C’era una volta una Roma, e chissà com’è finita…
Nel pomeriggio in cui le parole dovrebbero quasi naturalmente mutare in qualcosa di più concreto, la Roma si scioglie. Dissolta nel fantasma di sé stessa, come se l’incubo che la perseguita da mesi e mesi, non si fosse mai rotto. Ed è proprio così, perché le false speranze di Torino muoiono rapidamente nell’agonia di un gioco sterile, passivo.
Inutile.
Roma – Atalanta è il cerchio che si chiude, l’eclissi, la controprova dell’illusione nata chissà quando, forse nelle conferenze tutte uguali di Garcia e giocatori presi a random. Promesse e parole. Parole e promesse. Il tifoso che ci crede, ci spera, compra il biglietto ed entra all’Olimpico. Anche oggi, nonostante il vortice di contestazioni, i romanisti veri hanno fornito una risposta. Bene, ripeti questo per tre mesi, è angoscioso. Non ne esci vivo, cioè corporalmente sì, ma qui dentro alla testa soffri come pochi. Questo almeno fino alle scorse settimane. Perché era la Roma di due mesi fa – quella di Verona, di Rotterdam, anche di Cagliari – che faceva rabbia, collera, convulsiva violenza. Questa no. Questa nuova Roma provoca disagio ed indifferenza, perché il silenzio dell’Olimpico è l’apice di un menefreghismo dilagante. E il trotterello in campo cos’è se non il riflesso della rassegnazione dipinta sugli spalti? In fondo i romanisti ci sono sempre stati, pure dopo l’imbarcata tedesca, pure dopo l’eliminazione da tutto. Sempre, ci sono stati. Ma ora è tremendamente complicato, ed è inutile negarlo, tutti noi già ipotizziamo come terminerà la partita al fischio iniziale.

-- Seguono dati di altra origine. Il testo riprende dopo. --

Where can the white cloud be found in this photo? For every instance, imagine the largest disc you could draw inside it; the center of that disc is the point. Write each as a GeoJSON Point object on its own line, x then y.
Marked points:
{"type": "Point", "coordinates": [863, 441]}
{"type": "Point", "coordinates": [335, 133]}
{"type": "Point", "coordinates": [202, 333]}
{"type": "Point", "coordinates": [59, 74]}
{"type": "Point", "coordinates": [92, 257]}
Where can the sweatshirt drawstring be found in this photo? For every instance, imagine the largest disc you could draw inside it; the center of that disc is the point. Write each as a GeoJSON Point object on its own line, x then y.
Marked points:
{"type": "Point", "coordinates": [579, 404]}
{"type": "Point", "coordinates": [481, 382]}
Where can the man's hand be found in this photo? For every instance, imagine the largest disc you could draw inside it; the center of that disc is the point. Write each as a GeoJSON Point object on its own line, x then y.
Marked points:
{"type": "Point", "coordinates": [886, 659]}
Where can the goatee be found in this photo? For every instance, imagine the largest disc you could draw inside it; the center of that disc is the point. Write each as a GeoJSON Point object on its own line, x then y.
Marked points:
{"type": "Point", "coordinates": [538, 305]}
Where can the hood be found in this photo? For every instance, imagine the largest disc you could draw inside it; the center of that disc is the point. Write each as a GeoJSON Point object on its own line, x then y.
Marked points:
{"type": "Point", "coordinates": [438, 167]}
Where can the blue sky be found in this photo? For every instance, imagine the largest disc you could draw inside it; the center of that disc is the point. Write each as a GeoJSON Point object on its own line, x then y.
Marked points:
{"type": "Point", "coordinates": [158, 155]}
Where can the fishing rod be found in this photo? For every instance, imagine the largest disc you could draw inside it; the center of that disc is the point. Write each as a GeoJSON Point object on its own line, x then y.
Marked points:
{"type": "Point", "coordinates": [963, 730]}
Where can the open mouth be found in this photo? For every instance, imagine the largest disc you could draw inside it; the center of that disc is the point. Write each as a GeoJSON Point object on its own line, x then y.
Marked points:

Male, chiaramente. Non tanto nel risultato, quanto nella prestazione scadente e mediocre. Vuota. A volte persino umiliante, ed osservare un primo tempo talmente scialbo tra le mure amiche, t’abbatte definitivamente.
Mi sento svilito dopo oggi.
Garcia parla di rabbia.
Impropriamente. Perché è lui che si è costruito il suo personale castello di rabbia. E come Dann Rail viaggia lungo una ferrovia infinita – e unidirezionale, limitata, senza possibilità di ramificazioni – Rudi Garcia non scende a compromessi. Tutto nasce e muore in un 4-3-3. Vedi allora un Rudi Garcia che ha dimenticato all’improvviso il suo lavoro, un 4-2-3-1 che non è un modulo, ma una cozzaglia di giocatori gettati a casaccio su un prato. Senza schemi, né corsa. Senza mordente, né voglia. E’ questa la vera sconfitta imperdonabile: non essere riusciti a non dipendere dagli uomini e dagli schemi chiave. Non essere riusciti a scendere a compromessi.